Created on 09-26-2018 09:51 PM - edited 08-17-2019 11:40 PM
Current issue I'm having:
* Cloudbreak deployment server stops serving the web UI and becomes unusable after 30-90 minutes of use.
* Restarting cbd ("cbd restart") at the shell prompt may bring the GUI back up some of the time, but the username/password doesn't work, and when I use linux to reset the passwd, I can login to the GUI, but it has lost all of my configurations and clusters and gives an error indicating that the UI cannot connect to CloudBreak.
* I have now scrapped it and started over 3 times (generating 3 new CloudBreak deployment VMs) and had the same result every time.
More details and background:
I downloaded and installed CloudBreak 2.7.1 for Centos7. I used it to generate a cbd-deployment virtual machine (in GCP), following the QuickStart (https://docs.hortonworks.com/HDPDocuments/Cloudbreak/Cloudbreak-2.7.1/content/gcp-quick/index.html#g...).
It successfully ran and spit out a new public IP address for me to log into via https://THE_IP_ADDRESS. I navigated into the Cloudbreak GUI and logged in with my admin user auth. I went through the enitre process of setting up certs and deploying a cluster according to one of the blueprints. Everything worked wonderfully!! So excited!
Then, a half hour later when I tried using the cloudbreak deployment gui again, the server was no longer responding. I used ssh to connect into the linux shell and see what was going on. I found a couple of topics here in the HCC forum, that gave hints for troubleshooting the issue. Here are the two that seemed promising:
I tried a few things from the first article:
cd /var/lib/cloudbreak-deployment cbd ps cbd start
This didn't solve the problem. Reading further, I tried:
cbd restart
This enabled the GUI again, but bad user/passwd auth. I used the linux "passwd" command to reset the password for my admin user, and once again I could get past the login screen. But, as noted above, an error popped up stating that it could not connect to CloudBreak. A red-badge at the upper-right side of the GUI highlighted [CloudBreak 0] as being in a failed state. All of the GUI screens (clusters, blueprints, credentials) showed up blank (no data). All is lost!!! 😉
Not knowing what else to do, I started over. I have checked that SELinux and firewalld are disabled on the VM that cloudbreak generated for me. Initially, SELinux is disabled but firewalld was active (in the generated vm).
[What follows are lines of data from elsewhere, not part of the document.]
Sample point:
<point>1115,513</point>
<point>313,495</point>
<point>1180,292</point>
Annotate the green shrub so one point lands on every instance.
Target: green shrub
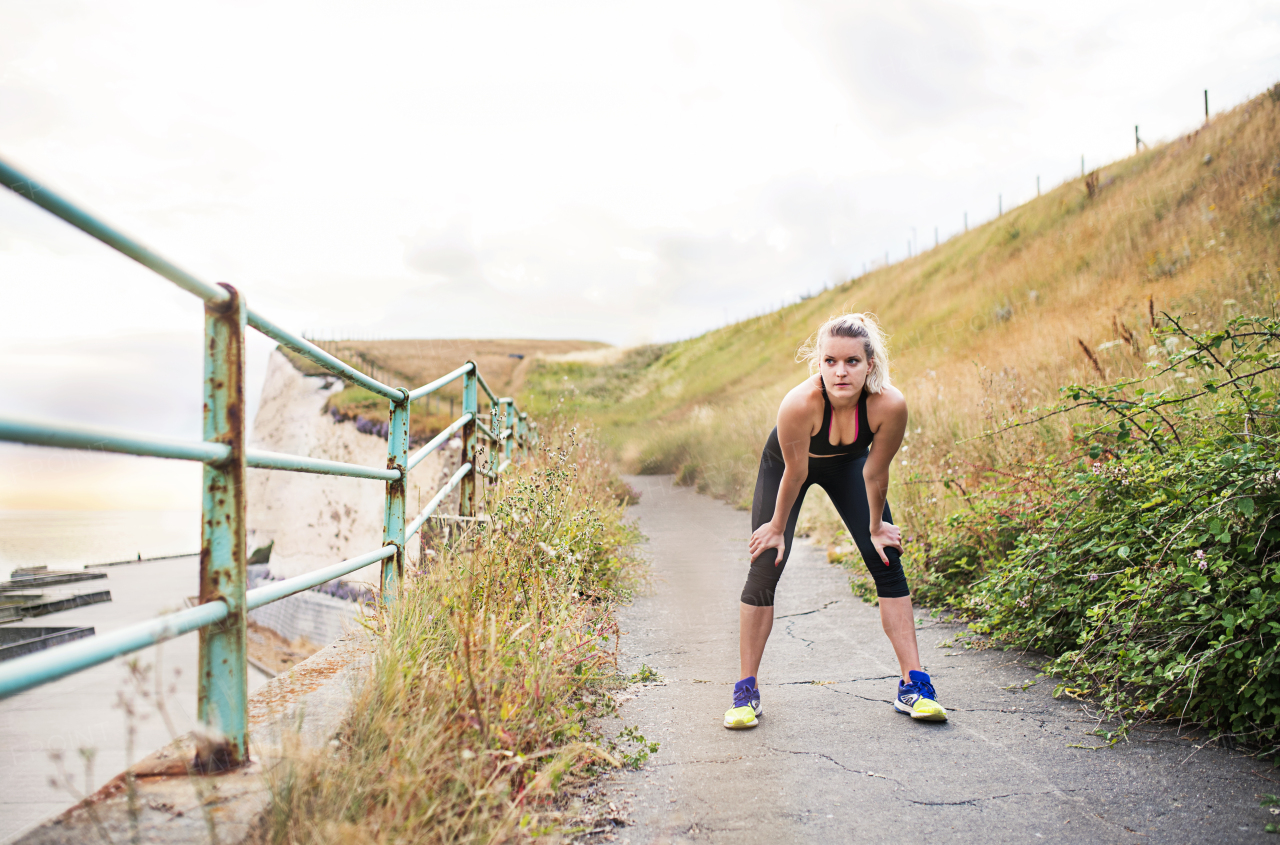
<point>1148,570</point>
So, I disabled and stopped the firewalld service and tried to "cbd restart". Now (on my 3rd dead cloudbreak-deploy vm box), I can't seem to revive even the GUI to the point where it will let me login.
Is the deployment vm generated by Cloudbreak 2.7.1 this unstable for everyone? Is Centos7 a bad mix with this version? Any suggestions please! I would love to use Cloudbreak, but I'm losing a little confidence in it's ability to not lose all my data and crash. Lol.
Thanks in advance!
-Phil
Created 09-27-2018 08:02 AM
Could you please attach the output of the following to the case:
cd /var/lib/cloudbreak-deployment cbd ps cbd create-bundle
That will contain all the logs necessary to find out what happened, without any sensitive info in them.
Hope this helps!
Created 09-27-2018 02:40 PM
Exactly same problem here. I actually follows the instruction here. I tried multiple times.
Created 10-12-2018 10:01 PM
We are running into the same issue. Also working with support ( they have been awesome). interestingly enough upgrading to 2.7.2 didn't fix the issue.
--joe
Created 10-26-2018 01:05 PM
@Phil Scott @Joe Diolosa @andrew chen
Sorry for the late response, your observation was right, there was a remote update by Google in the launched instances which resulted in Cloudbreak stopping after around one hour.
The fix is already merged.
Could you please try out 2.7.3-rc.4 version, which already contains the fix?
Hope this helps & sorry for the inconvinience.
Created 11-08-2018 08:45 AM
@Phil Scott@Joe Diolosa@andrew chen
Unfortunately there was an unrelated issue in our 2.7.3.-rc.4 build causing an error, which we have corrected in 2.7.3-rc.21, so that is expected to work.
Sorry about the inconvenience!